In Citizens United, (not related to the election law decision), the insured elected to add the optional $10,000 "basic policy" coverage for third-party bodily injury. When obtaining the insurance policy, however, the insured failed to include a household resident who was of driving age, the father of her two children, who had a poor driving record. A month after the automobile policy was purchased; the father of the insured's children drove the insured's vehicle and was involved in an accident with an innocent third party. The third party then filed a personal-injury claim against the insured's policy.
The insurer informed the insured that her policy was void from inception due to the misrepresentations made by the insured when she obtained the automobile policy. The insurer sought a declaratory judgment finding that it was not required to cover claims pertaining to the subject accident, including those brought by the innocent third party, due to the voided automobile policy. The New Jersey Supreme Court determined that while the automobile insurance policy could be voided and rescinded due to the plaintiff's fraud, the innocent third party was still entitled to coverage under the insured's policy. The Supreme Court then had to decide the amount that the innocent third party was entitled to from the insurer in accordance with the insured's voided policy, if any.

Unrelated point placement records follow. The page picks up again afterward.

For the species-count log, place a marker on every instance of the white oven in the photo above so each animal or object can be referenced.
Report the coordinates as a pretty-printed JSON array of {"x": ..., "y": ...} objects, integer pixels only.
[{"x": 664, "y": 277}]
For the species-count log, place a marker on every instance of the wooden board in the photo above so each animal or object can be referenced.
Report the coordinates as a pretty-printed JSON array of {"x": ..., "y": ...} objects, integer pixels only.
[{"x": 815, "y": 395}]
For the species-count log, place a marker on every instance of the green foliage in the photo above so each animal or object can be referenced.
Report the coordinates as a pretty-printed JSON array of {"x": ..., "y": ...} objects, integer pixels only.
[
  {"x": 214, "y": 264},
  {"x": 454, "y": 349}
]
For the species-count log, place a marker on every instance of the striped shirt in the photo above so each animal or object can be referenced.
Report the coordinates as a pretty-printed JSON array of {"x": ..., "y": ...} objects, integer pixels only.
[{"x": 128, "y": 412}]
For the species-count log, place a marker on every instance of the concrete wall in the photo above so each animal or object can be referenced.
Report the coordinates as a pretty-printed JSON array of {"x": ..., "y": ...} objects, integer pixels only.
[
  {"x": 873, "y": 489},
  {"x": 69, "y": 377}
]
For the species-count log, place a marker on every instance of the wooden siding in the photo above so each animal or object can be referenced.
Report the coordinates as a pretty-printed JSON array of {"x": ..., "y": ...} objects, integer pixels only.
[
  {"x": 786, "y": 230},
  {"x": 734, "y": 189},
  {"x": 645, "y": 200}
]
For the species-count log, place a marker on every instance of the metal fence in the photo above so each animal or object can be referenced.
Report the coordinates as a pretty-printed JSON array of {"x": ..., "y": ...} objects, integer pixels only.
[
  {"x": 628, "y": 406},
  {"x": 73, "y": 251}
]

The Appellate Division in Citizens United Reciprocal Exch. v. Perez, 432 N.J. Super. 526, 528 (App. Div. 2013), held that the insurer was liable to the innocent third party for $15,000, in accordance with the minimum "standard policy" coverage mandated by New Jersey's no fault insurance provisions. The Supreme Court, however, in reversing the Appellate Division's decision, held, contrary to prior case law and New Jersey's standard no fault insurance provisions, that innocent third parties are entitled only to the bargained for $10,000 optional third-party "basic policy." The Supreme Court found that "it would be both unjust and contrary to public policy to invalidate and disregard this minimal amount of liability coverage bargained for by the insured." Additionally, the Supreme Court held that when an insured elects not to add the optional $10,000 "basic policy" coverage for third-party bodily injury, the insurer cannot be held liable to an innocent injured third-party under that contract.
The Supreme Court's decision in Citizens United will serve to clarify for automobile insurers across New Jersey the actual amount owed to innocent third parties for bodily injury payments under voided optional "basic policies."